Дом станции отдавался тьме, окна исчезали. Так хороший стрелок гасит мишени в электрическом тире.
Карлик в короткой куртке сказал птичьим, педерастическим голосом:
— У насилуемых есть цель — так сдружиться с насилующими, чтоб они тебя не убили потом, когда исполнят свое…
У другого карлика был бас, но он не умел говорить, только хрипел.
Член тенора был кривой, победоносный. У баса оказался вяловат, сминался, как воздушный шарик, и она стала ему помогать, будоражить пальцами, как только прошел мешавший дышать страх. Тенор был заботлив: постелил под колени ей куртку, чтоб не на снегу стояла, не студилась.
В такси быстрых окраин отвезли ее домой.
***
Наутро они приехали в черной машине, долго из нее вылезали, кружили по двору.
День был обычный, облака в небе шли сплошным фронтом, но каждый час появлялись разрывы.
Они вошли, она увидела: не карлики, просто низкорослые.
Она улыбалась резиновой улыбкой, голову поворачивала в профиль.

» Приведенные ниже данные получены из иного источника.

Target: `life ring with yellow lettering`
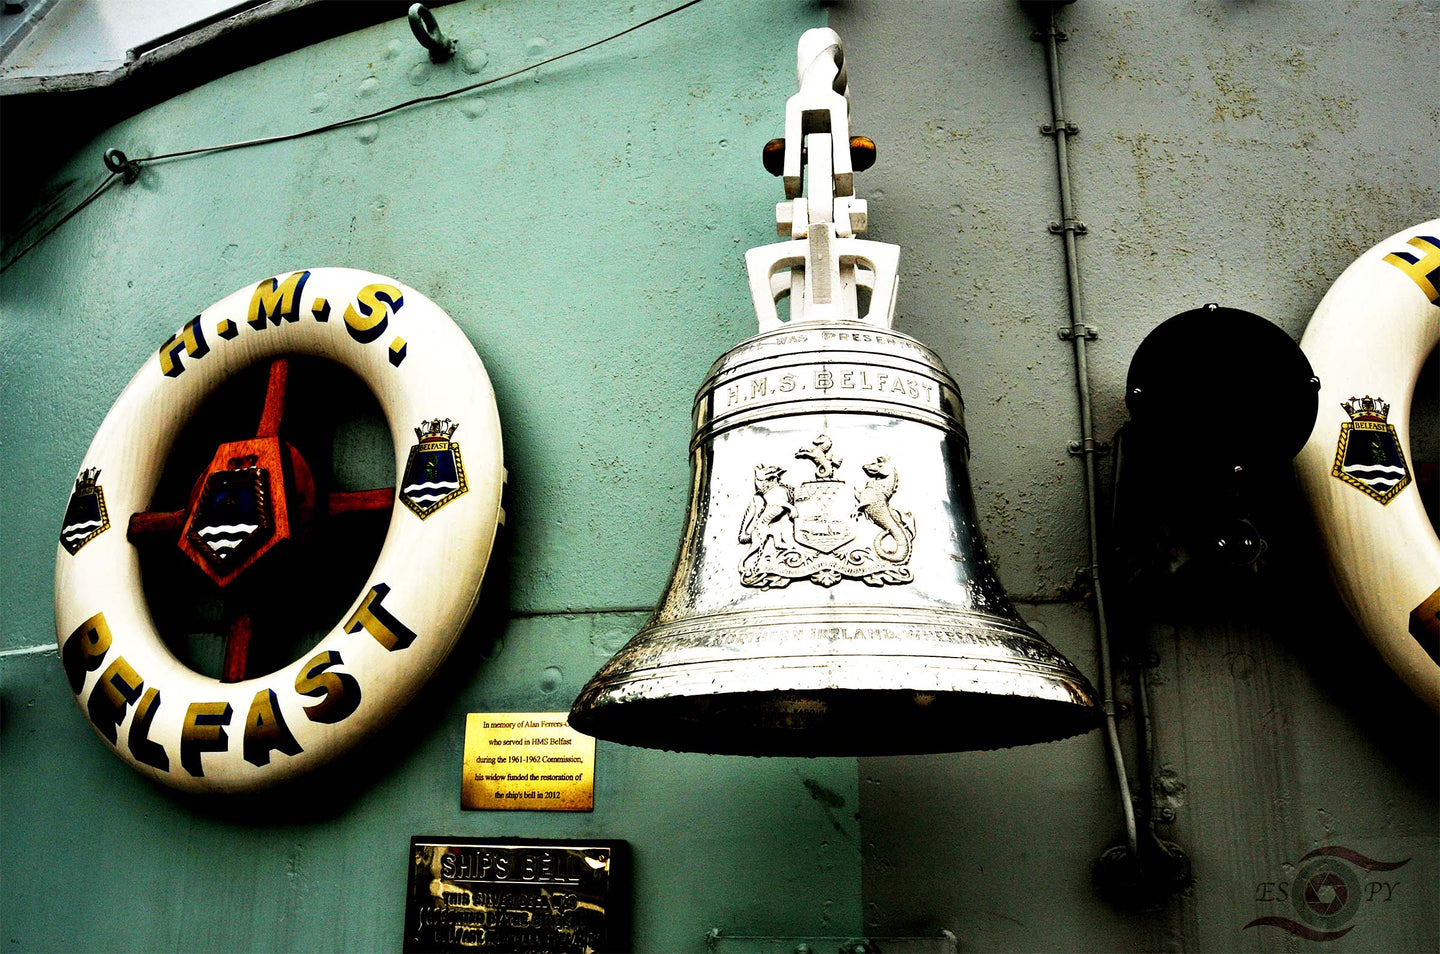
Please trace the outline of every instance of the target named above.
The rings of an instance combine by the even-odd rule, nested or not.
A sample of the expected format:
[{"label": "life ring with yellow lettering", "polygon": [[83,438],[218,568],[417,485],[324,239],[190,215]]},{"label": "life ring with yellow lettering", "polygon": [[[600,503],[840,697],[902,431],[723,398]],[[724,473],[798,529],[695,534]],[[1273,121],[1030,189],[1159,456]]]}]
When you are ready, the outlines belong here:
[{"label": "life ring with yellow lettering", "polygon": [[[369,387],[399,477],[393,492],[367,492],[390,509],[388,531],[340,621],[290,665],[222,681],[162,642],[127,536],[167,524],[224,586],[297,531],[319,505],[303,460],[278,436],[287,355],[336,361]],[[255,439],[220,447],[187,510],[147,513],[186,420],[222,381],[267,360]],[[323,764],[387,721],[454,647],[504,521],[504,482],[490,379],[433,302],[343,268],[240,289],[146,361],[81,464],[55,566],[56,636],[81,711],[120,758],[177,789],[252,791]]]},{"label": "life ring with yellow lettering", "polygon": [[1320,411],[1295,458],[1341,598],[1381,657],[1440,712],[1440,539],[1410,453],[1410,407],[1440,342],[1440,219],[1392,235],[1347,268],[1300,347]]}]

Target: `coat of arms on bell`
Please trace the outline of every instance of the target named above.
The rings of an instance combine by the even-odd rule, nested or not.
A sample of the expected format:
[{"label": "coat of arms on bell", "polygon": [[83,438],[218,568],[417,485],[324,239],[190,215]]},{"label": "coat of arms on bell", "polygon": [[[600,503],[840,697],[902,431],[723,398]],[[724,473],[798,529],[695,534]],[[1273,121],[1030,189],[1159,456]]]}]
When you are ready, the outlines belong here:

Закуривала, но не курила, а ломала табачные изделия в пепельнице.
Тенор спросил:
— У тебя есть кто-нибудь постоянный? Он не станет, допустим, мстить?
Она молчала. Бас захрипел, будто собирался кашлять.
Тенор сказал:
— Ты думаешь, мы за всеми так ухаживаем? Домой отвозим, навещаем утром? А мы даже фамилий не скрываем наших: Мазуров, Макаров.
Она молчала.
— Дело не в этом, — продолжал тенор. — Ты наша. Мы ведь угрожать не умеем.
Она встала, прошла в ванную, включила воду. Вода била в слив, чмокала, улетала в трубы.
***
Она знает, с их слов и изнутри, от себя: да, она — их.
Она живет ожиданьем приказа или знака. Она томно снимает трубку черного телефона. Она осматривает свое тело: склонив голову, а также с помощью одного или двух зеркал. Она берет свои груди в руки и сводит их под кофтою тесно вместе.
После душа, распаренная, голая, она идет на кухню, подолгу стоит у окна, расплющив нос и груди о холодное стекло.
Она садится на немного липкий линолеум, стрижет и пилит ногти.
Она замирает, уронив пилку и щипчики. Одна нога ее согнута, и колено подтянуто к подбородку. Для полного перерождения, думает она, тело нуждается в дальнейшем осквернении.
Она вытягивается на линолеуме и бьет ягодицами в пол.
Она думает: «А раньше, в дни скачек по субботам и пляжей по будням, и поцелуев в прихожих, полных шуб, можно было не петь и не плакать, можно было все…»
В газете, которую ураган забивает в форточку, как кляп, она читает (с трудом): «Медная Страна».
«Медная Страна, как всякая другая, имеет тело и душу. Тело Медной Страны содержит в себе пельменные. Когда в пельменных нет пельменей — это кризис.